Once you have the best model, you can interpret the coefficients (for linear models) to understand the impact of each feature.

In [None]:
from sklearn.metrics import mean_squared_error

# Evaluate the best model on the test set
best_ridge_model = Ridge(alpha=100.0)
best_ridge_model.fit(X_train, y_train)
y_pred = best_ridge_model.predict(X_test)

# Calculate test MSE
test_mse = mean_squared_error(y_test, y_pred)
print(f"Test MSE for the best Ridge Regression model: {test_mse}")


### Interpretation of Model Coefficients:

 Since Ridge Regression is a linear model, you can interpret the coefficients to understand the impact of each feature on the target variable (price). This can provide insights into which features are most influential.

In [None]:
# Extract and display coefficients
feature_names = X_train.columns
coefficients = best_ridge_model.coef_

coef_df = pd.DataFrame({
    'Feature': feature_names,
    'Coefficient': coefficients
}).sort_values(by='Coefficient', ascending=False)

print(coef_df)


In [None]:
plt.figure(figsize=(10, 12))
sns.barplot(x='Coefficient', y='Feature', data=coef_df, palette='coolwarm')
plt.title('Feature Coefficients')
plt.xlabel('Coefficient')
plt.ylabel('Feature')
plt.show()

In [None]:
import pandas as pd

# Assuming coef_df is your DataFrame with features and coefficients
# and vehicles_df_cleaned (the preprocessed DataFrame before dropping original columns) is available

# Select the top 10 features with the highest positive coefficients
top_positive_features = coef_df.sort_values(by='Coefficient', ascending=False).head(10)['Feature']
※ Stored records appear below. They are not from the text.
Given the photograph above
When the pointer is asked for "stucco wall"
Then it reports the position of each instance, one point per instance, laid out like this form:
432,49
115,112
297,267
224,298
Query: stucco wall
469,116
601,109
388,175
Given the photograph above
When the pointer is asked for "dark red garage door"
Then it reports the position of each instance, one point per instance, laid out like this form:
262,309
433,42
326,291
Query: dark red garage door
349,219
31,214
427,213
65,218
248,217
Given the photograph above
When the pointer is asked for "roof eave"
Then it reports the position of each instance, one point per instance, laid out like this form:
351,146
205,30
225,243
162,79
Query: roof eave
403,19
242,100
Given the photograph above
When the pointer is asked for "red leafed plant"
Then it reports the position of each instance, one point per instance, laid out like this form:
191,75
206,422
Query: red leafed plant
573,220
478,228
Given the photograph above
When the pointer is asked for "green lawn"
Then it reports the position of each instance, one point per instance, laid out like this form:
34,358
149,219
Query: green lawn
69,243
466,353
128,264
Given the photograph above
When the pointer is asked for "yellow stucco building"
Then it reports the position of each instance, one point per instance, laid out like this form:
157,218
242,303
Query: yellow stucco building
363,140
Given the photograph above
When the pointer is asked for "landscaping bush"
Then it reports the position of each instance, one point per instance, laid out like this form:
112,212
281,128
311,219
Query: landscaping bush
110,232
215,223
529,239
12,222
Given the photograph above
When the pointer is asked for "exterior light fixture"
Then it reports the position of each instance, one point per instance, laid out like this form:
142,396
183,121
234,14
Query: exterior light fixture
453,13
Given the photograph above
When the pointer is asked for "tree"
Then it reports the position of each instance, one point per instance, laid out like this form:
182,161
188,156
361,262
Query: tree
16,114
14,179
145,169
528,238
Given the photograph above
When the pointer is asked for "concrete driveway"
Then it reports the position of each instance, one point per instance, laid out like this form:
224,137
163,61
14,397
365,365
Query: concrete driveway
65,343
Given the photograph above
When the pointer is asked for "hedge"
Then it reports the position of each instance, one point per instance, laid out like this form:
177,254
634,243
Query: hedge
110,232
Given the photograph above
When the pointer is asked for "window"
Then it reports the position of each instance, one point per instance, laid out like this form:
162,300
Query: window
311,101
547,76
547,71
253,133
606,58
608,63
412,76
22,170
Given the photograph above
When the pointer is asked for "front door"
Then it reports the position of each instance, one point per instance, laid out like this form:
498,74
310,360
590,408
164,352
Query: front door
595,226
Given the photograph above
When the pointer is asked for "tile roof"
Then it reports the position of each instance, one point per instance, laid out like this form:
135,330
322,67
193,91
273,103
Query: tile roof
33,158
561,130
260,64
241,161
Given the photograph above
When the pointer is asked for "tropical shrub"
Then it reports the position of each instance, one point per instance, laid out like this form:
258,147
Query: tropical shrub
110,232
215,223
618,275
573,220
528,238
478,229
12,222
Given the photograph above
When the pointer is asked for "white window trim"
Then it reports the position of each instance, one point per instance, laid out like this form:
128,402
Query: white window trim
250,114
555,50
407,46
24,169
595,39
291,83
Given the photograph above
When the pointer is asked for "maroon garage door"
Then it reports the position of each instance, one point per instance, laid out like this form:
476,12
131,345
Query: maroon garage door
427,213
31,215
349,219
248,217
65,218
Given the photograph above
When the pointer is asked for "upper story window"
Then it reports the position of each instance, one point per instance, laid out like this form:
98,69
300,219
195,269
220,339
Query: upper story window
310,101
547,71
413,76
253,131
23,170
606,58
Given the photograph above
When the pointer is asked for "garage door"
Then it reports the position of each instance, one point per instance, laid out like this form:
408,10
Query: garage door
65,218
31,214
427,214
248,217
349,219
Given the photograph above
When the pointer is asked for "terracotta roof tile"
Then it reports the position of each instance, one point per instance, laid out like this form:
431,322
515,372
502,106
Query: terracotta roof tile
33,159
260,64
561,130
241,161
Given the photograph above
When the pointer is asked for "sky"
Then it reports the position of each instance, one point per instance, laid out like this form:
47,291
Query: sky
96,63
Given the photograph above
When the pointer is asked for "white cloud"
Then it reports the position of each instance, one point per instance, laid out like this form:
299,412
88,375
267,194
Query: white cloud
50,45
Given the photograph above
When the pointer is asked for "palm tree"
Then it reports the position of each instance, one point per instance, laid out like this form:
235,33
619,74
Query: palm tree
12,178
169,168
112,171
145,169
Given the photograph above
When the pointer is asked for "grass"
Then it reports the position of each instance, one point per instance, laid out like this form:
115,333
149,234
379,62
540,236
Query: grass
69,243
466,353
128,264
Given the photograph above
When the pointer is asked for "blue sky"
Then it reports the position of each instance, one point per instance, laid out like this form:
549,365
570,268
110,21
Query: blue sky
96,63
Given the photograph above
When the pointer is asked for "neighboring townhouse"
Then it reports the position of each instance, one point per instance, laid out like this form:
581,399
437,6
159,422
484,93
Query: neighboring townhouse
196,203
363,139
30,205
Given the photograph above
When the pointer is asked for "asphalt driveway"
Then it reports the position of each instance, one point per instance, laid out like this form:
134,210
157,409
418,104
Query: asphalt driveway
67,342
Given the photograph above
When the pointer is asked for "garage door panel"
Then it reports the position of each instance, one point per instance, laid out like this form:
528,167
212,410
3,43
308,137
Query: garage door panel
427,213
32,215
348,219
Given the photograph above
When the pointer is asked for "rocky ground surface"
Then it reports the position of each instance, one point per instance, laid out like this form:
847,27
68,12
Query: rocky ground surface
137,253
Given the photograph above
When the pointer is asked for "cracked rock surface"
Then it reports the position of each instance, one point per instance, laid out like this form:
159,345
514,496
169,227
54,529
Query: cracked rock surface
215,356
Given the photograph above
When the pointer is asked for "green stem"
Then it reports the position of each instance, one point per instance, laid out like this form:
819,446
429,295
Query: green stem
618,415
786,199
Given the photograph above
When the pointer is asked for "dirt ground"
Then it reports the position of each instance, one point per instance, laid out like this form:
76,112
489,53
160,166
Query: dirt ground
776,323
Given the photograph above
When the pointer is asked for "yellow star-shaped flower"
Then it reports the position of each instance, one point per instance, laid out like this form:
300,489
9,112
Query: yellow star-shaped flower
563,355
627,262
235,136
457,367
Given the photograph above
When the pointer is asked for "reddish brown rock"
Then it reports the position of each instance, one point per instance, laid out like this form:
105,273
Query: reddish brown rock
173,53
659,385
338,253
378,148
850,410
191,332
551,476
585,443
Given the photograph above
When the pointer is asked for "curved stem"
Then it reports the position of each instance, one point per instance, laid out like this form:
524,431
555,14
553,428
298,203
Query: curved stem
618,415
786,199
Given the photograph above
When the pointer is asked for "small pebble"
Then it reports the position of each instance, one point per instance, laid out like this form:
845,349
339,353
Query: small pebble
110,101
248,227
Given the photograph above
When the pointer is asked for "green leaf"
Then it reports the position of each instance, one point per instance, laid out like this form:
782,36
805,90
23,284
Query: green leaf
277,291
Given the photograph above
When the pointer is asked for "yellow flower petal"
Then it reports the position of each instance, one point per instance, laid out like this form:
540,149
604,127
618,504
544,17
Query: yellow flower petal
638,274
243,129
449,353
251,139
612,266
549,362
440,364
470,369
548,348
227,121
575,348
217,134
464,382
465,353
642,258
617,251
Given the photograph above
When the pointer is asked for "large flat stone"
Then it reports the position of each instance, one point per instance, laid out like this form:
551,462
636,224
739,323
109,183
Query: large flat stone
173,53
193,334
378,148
# Select the top 10 features with the lowest (most negative) coefficients
top_negative_features = coef_df.sort_values(by='Coefficient', ascending=True).head(10)['Feature']

# Original columns to include in the output
original_columns = ['manufacturer', 'model', 'price', 'odometer', 'year']  # Add any other original columns you want to see

# Ensure the DataFrame you're working with includes these original columns
vehicles_df_with_originals = vehicles_df_cleaned.copy()
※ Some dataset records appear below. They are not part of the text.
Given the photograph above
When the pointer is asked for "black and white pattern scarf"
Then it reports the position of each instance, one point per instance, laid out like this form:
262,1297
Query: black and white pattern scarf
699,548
# Extract cars with top positive coefficients, including original columns
top_positive_cars = vehicles_df_with_originals[
    (vehicles_df_final[top_positive_features] > 0).any(axis=1)
][original_columns + top_positive_features.tolist()].head(10)

# Extract cars with top negative coefficients, including original columns
top_negative_cars = vehicles_df_with_originals[
    (vehicles_df_final[top_negative_features] > 0).any(axis=1)
][original_columns + top_negative_features.tolist()].head(10)

# Display the results
print("\nTop 10 Cars with Best Coefficients:")
print(top_positive_cars)

print("\nTop 10 Cars with Worst Coefficients:")
print(top_negative_cars)




In [None]:
import matplotlib.pyplot as plt
import seaborn as sns

# Calculate residuals
residuals = y_test - y_pred

# Plot residuals
plt.figure(figsize=(10, 6))
sns.histplot(residuals, kde=True)
plt.title("Distribution of Residuals")
plt.xlabel("Residuals")
plt.ylabel("Frequency")
plt.show()

plt.figure(figsize=(10, 6))
plt.scatter(y_pred, residuals)
plt.axhline(y=0, color='r', linestyle='--')
plt.title("Residuals vs Predicted")
plt.xlabel("Predicted Values")
plt.ylabel("Residuals")
plt.show()


In [None]:
from sklearn.preprocessing import PolynomialFeatures

# Suppose X_train has two features
poly = PolynomialFeatures(degree=2, interaction_only=True, include_bias=False)
X_poly = poly.fit_transform(X_train)

# X_poly will now contain original features, squared terms, and interaction terms
print(X_poly.shape)


### Evaluation

With some modeling accomplished, we aim to reflect on what we identify as a high quality model and what we are able to learn from this.  We should review our business objective and explore how well we can provide meaningful insight on drivers of used car prices.  Your goal now is to distill your findings and determine whether the earlier phases need revisitation and adjustment or if you have information of value to bring back to your client.

### Deployment

Now that we've settled on our models and findings, it is time to deliver the information to the client.  You should organize your work as a basic report that details your primary findings.  Keep in mind that your audience is a group of used car dealers interested in fine tuning their inventory.